GitHub: Speed matters

By September 29, 2009Technical

Impressions from the first article (in its first day) and the first 24 hours of the GitHub migration, have caused us at Anchor to believe that;

  1. GitHub is just as popular as we thought,
  2. The migration was worth it, as things are running much faster (just check your twitter feeds, or better yet, check your GitHub source tree for no reason 😉 ); and,
  3. People are interested in what has gone under the hood of the new GitHub (insert your favorite fast car here; otherwise lets say a roadster).

Taking these three things into account, this installment will discuss why things are so much faster post migration compared to prior.

I said ‘faster’ and not ‘fast’, because GitHub is now as fast as any website should be. So in comparison, yes, GitHub is fast now, however it is akin to riding your bicycle with half inflated tires: when fully inflated, suddenly your old bike is blazing fast. Now this is not to be critical of the former architecture which held its merits when GitHub was founded. GitHub had simply moved to a stage where a infrastructure architecture refresh was logical.

The main thing, in the large, that made this new architecture fast was that we were given a blank slate and large amounts of freedom to make an architecture that would do the job well.  This is an incredibly rare thing, and it no doubt took a lot of courage on Github’s part.  For that, we have to say “thankyou” to the Github team for letting us have that freedom.  I like to think that we’ve repaid that trust with a pretty awesome architecture that will serve them well for some time to come.

SCALE: When looking at the new architecture as a whole, the increased scale is immediately evident. GitHub now consumes far more hardware than ever before:

Old Infrastructure:

  • 10 VMs
  • 39 VCPUs
  • 54GB RAM

New Infrastructure:

  • 16 physical machines
  • 128 physical cores
  • 288GB RAM

Or for those who enjoy visual cues:

Resource comparison old to new infrastructure

It is a credit to the old infrastructure and GitHub’s code that it ran so well on so little (in comparison). The first credit for increased performance is increased scale.
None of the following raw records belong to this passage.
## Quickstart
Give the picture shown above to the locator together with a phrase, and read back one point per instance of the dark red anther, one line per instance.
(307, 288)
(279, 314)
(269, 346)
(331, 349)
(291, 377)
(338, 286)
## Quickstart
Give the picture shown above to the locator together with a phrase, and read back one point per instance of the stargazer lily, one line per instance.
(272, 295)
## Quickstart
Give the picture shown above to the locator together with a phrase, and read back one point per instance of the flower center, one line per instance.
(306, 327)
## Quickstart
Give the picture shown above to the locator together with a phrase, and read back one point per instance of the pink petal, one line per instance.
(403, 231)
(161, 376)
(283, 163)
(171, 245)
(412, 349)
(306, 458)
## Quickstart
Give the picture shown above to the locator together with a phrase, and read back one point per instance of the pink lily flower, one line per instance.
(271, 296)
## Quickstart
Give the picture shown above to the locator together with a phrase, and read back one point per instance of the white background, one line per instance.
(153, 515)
An important note regarding the hardware is that there is nothing special (or industry secretive) regarding it. The solution in its entirety is run from commodity hardware. No special black boxes doing scary things with packets and routes. No appliance servers. The solution architecture developed by Anchor can be used with any hardware vendor (insert: Dell, HP, IBM, SuperMicro, etc). Vendor neutrality provides GitHub with no encumbrance with either scaling up or out, a key issue when considering growth and future flexibility.

Note: The architectures flexibility allows for the user repository storage to be expanded with a mix of vendor hardware (should GitHub ever change hardware vendor). Furthermore, any component can be exchanged for another vendor’s hardware with no change to GitHubs architecture or software.

In a nutshell, the increased scale provides:

  • More GitHub front-end servers to service your requests;
  • More storage; and
  • More I/O bandwidth when working with your repository data

HARDWARE PERFORMANCE: The speed specifications of the underlying components is important, in addition to how that hardware is utilised.

Storage I/O: A common factor in poor performance with any solution is an I/O bottleneck at the storage level.  This pain was GitHub’s. To alleviate this, not only is the storage now distributed across several servers (distributing the I/O), but it is now running on direct-attached 15,000 RPM SAS disks on battery-backed hardware RAID. Therefore, the second credit for increased performance is faster storage.

Direct access to hardware: Virtualisation is great. What isn’t great is when virtualisation is used as a universal solution. At Anchor we believe there is a place for virtualisation, and systems with massive I/O or CPU requirements is not that place. By moving resource heavy systems onto dedicated hardware, any contention for resources between individual VMs is removed. The third credit goes to less overhead.

ARCHITECTURE: Throwing hardware at a scaling problem is an easy solution, but without the right division of resources and the right software to properly use it, it’s not going to run real fast.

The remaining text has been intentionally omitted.